Cardiovascular outcome studies in type 2 diabetes: Comparison between SGLT2 inhibitors and GLP-1 receptor agonists

André J Scheen
Diabetes Research and Clinical Practice 2018, 143: 88-100
Sodium-glucose cotransporter type 2 inhibitors (SGLT2is) and glucagon-like peptide-1 receptor agonists (GLP-1RAs) are two pharmacological classes that have proven their efficacy to reduce major cardiovascular events (MACEs) in patients with type 2 diabetes mellitus (T2DM) and established cardiovascular disease in large prospective cardiovascular outcome trials (CVOTs): EMPA-REG OUTCOME (empagliflozin), CANVAS (canagliflozin), LEADER (liraglutide) and SUSTAIN 6 (semaglutide).
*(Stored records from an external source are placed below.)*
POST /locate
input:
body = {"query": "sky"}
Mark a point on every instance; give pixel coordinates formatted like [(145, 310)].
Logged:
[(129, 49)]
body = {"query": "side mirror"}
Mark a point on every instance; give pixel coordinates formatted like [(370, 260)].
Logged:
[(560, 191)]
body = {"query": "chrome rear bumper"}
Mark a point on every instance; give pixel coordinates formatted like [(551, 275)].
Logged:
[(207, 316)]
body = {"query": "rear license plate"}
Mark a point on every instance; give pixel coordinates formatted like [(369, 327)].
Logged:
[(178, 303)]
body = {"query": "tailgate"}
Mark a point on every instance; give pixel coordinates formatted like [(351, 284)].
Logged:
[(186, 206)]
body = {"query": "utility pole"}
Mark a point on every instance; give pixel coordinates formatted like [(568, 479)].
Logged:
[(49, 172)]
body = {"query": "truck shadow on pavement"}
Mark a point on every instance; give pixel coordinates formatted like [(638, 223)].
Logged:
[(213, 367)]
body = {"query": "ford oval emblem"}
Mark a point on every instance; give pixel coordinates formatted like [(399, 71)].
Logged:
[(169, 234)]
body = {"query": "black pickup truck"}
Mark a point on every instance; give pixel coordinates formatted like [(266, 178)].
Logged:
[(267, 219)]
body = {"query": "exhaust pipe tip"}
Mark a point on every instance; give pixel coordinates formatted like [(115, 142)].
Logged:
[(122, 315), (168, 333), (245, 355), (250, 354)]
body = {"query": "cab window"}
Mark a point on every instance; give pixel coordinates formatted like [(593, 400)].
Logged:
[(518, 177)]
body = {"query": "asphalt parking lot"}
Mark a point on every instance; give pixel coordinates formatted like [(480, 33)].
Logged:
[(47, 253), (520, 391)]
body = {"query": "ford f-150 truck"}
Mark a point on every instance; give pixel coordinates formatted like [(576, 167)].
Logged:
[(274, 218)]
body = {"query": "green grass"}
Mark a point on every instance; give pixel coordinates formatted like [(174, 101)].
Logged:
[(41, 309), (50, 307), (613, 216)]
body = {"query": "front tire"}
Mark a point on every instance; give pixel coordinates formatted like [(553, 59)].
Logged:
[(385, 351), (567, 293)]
Some heterogeneity appears to exist between the various agents within the two pharmacological classes. Whether these positive results could be extrapolated to patients without cardiovascular disease is still unknown. The underlying mechanisms remain a matter of debate but appear to differ between SGLT2is and GLP-1RAs. One crucial question is which patient's characteristics should be taken into account to guide the choice between a SGLT2i or a GLP-1RA according to a personalized approach. Heart failure should encourage the use of a SGLT2i whereas moderate to severe chronic kidney disease should favour the prescription of a GLP-1RA. Despite the results of recent CVOTs, numerous patients who are good candidates for benefiting of these agents do not receive them in clinical practice. Currently, there is a paradigm shift in T2DM management, moving from a primary objective of glucose control to a cardiovascular and renal protection.